Born in 1843, Charles, who was Lieutenant Colonel of the Royal Marine Artillery, traced the Cooper King family history back to 1030, where he identified the Pigot family of Yorkshire, whose shield can still be seen today throughout Ripon Cathedral. Fortunately, Charles documented the family tree in two fantastic leather-bound volumes, written in the 1800s. These were excellent proof that we had a genuine claim to the name and we were granted permission to use it.

Chris-Jaume-and-Abbie-Neilson - Cooper King DistilleryI’d also say getting to grips with all aspects of running a business such as accounting, intellectual property and employment law is challenging but it’s an enjoyable learning curve that keeps me on my toes. It’s taken much longer to get into production, but it’s still only the two of us, and it takes time to get it right first time. I’ve also become a lot more resilient. I’ve learned that set-backs are inevitable, but that it’s important to view these as challenges that can be overcome.

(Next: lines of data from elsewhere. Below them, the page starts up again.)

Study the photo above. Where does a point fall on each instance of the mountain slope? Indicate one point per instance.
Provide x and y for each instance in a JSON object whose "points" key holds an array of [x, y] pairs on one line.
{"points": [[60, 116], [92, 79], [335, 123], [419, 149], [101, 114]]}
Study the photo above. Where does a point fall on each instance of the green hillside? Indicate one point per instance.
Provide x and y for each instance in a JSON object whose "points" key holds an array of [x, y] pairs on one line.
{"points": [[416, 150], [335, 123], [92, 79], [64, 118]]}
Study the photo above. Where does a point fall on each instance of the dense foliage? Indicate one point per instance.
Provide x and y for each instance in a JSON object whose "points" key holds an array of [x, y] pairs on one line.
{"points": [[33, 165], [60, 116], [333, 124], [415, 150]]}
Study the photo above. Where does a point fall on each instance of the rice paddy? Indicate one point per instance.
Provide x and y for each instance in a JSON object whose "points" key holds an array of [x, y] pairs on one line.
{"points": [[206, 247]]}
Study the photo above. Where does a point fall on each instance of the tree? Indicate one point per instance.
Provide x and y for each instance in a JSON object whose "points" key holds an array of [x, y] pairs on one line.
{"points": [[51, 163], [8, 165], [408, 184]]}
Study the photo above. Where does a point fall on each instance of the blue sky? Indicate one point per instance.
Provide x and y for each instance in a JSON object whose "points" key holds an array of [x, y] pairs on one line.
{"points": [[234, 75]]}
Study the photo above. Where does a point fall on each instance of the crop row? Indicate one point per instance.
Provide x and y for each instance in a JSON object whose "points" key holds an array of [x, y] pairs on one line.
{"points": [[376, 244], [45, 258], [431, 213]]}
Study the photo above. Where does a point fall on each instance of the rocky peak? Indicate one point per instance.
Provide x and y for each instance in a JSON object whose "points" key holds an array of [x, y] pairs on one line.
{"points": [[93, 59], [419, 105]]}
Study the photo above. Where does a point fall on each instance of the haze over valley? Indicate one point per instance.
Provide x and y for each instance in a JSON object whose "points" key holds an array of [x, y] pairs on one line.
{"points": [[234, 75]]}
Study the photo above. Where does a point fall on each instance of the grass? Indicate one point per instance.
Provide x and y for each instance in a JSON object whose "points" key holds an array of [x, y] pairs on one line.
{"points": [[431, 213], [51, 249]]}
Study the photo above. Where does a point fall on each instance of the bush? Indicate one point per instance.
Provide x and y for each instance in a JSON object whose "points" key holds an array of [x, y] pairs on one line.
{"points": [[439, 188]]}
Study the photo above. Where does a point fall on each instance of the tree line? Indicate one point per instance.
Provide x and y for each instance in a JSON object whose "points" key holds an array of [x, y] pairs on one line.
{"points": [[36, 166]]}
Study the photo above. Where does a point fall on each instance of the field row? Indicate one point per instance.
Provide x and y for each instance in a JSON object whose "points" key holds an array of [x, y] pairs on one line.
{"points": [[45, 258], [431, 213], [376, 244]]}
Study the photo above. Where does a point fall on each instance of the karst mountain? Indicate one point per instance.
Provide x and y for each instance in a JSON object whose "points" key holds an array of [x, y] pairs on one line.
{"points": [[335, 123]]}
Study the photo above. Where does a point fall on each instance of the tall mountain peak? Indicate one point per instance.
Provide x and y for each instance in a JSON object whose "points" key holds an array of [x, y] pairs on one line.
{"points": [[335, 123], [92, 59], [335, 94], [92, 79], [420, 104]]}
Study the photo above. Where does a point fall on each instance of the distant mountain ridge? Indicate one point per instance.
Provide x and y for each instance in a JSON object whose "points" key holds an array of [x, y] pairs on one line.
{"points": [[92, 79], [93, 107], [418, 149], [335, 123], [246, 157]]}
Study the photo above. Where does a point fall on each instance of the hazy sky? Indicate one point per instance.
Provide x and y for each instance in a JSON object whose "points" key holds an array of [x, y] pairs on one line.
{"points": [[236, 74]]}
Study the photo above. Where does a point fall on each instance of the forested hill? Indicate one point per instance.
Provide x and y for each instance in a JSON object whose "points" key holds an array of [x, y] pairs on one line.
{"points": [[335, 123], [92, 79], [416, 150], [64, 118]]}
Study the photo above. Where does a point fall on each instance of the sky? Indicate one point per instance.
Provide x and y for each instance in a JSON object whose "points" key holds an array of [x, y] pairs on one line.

Why we must all #PressForProgress

On International Womens’ Day I’ll be celebrating the many great women who’ve contributed to science, art, politics and business, who’ve inspired me to follow my dreams and know my worth.

There’s a significant shift in the way the media is reporting issues of gender equality; #PressForProgress is just one of the many great campaigns calling out discrimination and increasing awareness. I believe that more people discussing openly the issue of inequality will spark positive action. Campaigns such as #PressForProgress are the catalysts for such change.

Coming up

We’ve got a busy few months coming up! We’ll be launching the Cooper King signature gin in spring and we’ll also be helping to brew a collaborative botanical beer with one of my favourite Yorkshire breweries, as well as announcing an exciting partnership with a local charitable organisation.

We’ll also be firing up our whisky still soon and laying down our first oak cask to begin the long slow process maturation. In preparation for the public opening of the distillery this summer I’ll be developing beginner whisky tasting events aimed specifically at women. Thankfully, the view that whisky is a ‘man’s drink’ is dying out and there are many women keen to explore the wonderful world of whisky for the first time.